Zwölf Jahre Haft, anschließend Sicherungsverwahrung. Das Urteil gegen den Mann, der ein zehnjähriges Mädchen entführt und sexuell missbraucht hat, ist hart – und das ist auch gut so. Der 62-Jährige hat sich immer wieder an Kindern vergangen. Er zeigte während der kompletten Verhandlung keinerlei Reue oder Mitgefühl für sein Opfer. Und er würde wieder zuschlagen, sobald er auf freiem Fuß ist. Daran lässt das psychiatrische Gutachten keine Zweifel. Vor solch einem Menschen muss die Gesellschaft geschützt werden.

Der Prozess legte offen, wie hemmungslos der Täter vorging.
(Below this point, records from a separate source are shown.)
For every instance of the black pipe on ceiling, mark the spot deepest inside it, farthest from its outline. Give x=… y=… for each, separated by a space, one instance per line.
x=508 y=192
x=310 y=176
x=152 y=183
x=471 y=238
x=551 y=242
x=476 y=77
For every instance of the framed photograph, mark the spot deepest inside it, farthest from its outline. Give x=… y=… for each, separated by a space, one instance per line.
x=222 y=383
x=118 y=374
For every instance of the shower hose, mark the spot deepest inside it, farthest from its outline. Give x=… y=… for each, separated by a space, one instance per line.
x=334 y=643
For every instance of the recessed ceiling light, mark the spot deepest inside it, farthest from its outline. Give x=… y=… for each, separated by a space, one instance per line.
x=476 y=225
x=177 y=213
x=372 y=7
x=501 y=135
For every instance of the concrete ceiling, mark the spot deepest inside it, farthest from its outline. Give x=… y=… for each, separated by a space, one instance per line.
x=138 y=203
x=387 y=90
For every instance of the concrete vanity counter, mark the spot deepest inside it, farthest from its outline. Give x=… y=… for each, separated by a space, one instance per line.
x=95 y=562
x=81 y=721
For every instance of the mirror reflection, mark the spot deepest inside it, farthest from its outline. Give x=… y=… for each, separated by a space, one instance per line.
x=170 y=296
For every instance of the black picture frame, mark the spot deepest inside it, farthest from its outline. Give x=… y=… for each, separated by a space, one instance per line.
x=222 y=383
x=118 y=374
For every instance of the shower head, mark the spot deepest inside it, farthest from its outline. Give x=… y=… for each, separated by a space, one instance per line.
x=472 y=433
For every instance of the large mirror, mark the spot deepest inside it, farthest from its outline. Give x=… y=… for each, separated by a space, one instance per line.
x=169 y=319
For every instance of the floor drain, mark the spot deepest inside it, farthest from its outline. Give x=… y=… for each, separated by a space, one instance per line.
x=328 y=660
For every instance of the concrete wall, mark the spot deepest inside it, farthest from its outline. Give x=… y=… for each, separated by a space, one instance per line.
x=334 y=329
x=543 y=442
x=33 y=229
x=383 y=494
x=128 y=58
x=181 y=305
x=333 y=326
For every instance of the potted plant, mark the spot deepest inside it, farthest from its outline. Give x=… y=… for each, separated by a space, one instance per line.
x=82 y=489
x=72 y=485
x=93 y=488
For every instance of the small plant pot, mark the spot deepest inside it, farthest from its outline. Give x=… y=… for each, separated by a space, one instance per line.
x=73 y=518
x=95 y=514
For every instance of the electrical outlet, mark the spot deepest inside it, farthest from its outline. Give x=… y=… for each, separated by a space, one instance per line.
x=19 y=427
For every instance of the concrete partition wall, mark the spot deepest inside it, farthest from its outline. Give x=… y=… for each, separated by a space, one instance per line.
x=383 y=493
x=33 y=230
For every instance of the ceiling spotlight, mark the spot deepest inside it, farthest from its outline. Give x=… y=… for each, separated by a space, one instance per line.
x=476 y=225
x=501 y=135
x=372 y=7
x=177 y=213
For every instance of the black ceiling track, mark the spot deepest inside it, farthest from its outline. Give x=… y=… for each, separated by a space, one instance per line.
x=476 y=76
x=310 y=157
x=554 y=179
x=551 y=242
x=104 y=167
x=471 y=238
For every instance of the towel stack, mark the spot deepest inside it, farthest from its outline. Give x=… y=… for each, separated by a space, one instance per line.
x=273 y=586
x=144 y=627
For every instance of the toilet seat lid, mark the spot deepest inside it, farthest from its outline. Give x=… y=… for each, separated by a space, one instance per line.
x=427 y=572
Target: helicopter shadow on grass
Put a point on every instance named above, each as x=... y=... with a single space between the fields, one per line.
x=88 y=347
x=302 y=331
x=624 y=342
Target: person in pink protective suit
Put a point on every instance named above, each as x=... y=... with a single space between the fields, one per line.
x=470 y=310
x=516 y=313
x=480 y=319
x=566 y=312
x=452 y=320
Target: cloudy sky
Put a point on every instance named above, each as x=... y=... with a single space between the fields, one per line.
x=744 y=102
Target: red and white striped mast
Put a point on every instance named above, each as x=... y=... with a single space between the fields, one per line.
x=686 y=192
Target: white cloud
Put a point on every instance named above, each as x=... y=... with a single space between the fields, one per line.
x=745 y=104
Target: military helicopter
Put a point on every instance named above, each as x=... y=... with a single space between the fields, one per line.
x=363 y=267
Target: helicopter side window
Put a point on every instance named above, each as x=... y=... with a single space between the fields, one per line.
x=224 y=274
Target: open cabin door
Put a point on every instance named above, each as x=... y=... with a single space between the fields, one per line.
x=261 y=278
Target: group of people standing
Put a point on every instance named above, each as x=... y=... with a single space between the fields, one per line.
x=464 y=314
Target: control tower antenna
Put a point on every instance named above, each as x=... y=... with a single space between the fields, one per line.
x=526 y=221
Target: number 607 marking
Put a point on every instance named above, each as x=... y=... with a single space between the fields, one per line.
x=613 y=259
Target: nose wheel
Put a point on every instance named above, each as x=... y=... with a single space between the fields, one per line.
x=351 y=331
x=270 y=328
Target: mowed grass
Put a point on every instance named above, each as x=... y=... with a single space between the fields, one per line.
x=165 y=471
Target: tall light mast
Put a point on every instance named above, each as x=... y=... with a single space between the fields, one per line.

Minutiös wurde der 11. September 2023 nachgezeichnet, von der Entführung in der Nähe des Gymnasiums in Edenkoben über die Fahrt zur ehemaligen Papierfabrik in Lindenberg bis zum Ende der halsbrecherischen Flucht, die auf der Bienwald-B9 nahe des Langenbergs endete. Möglich war das, weil die Ermittlungsbehörden hervorragende Arbeit geleistet haben. Leider aber erst, nachdem die Katastrophe passiert war.

Der Fall ist damit juristisch aufgearbeitet. Die Härte des Rechtsstaats kommt jedoch zu spät. Schon das Landgericht Frankenthal hätte im Jahr 2020 eine Sicherungsverwahrung anordnen müssen. Derselbe Gutachter wie im aktuellen Prozess hatte den Täter schon damals als „absolute Gefahr“ bezeichnet. Juristisch mag das Frankenthaler Urteil korrekt gewesen sein, dem Rechtsempfinden tat es allerdings nicht Genüge.

Die Aufarbeitung des Falles ist trotz des Urteils noch nicht abgeschlossen. Dass sich der Sexualstraftäter etwa mehrfach erfolgreich weigerte, eine elektronische Fußfessel zu tragen, ist nicht hinnehmbar. Hier muss der Gesetzgeber ein Anlegen unter Zwang ermöglichen.

Wobei eine Fußfessel den Fall Edenkoben kaum hätte verhindern können. Sie ermöglicht am Ende bestenfalls, dass die Behörden wissen, wo sich deren Träger gerade aufhält. Genau das war im Vorfeld der Tat bekannt. Vor allem Eltern von Schülern teilten das in Chatgruppen und meldeten es auch der Polizei. Dass es den Behörden nicht möglich war, die Tat trotz aller Alarmsignale zu verhindern, ist ein weiterer Punkt, der sich nicht wiederholen darf.

Der Rechtsstaat darf vor Straftätern nicht in die Knie gehen. Er muss in der Lage sein, harte Urteile zu fällen. Noch wichtiger wäre es, absehbar erscheinende Straftaten erst gar nicht zuzulassen. Dem entführten und sexuell missbrauchten Mädchen, ihren Eltern und vielen anderen Menschen hätte so viel Leid erspart werden können.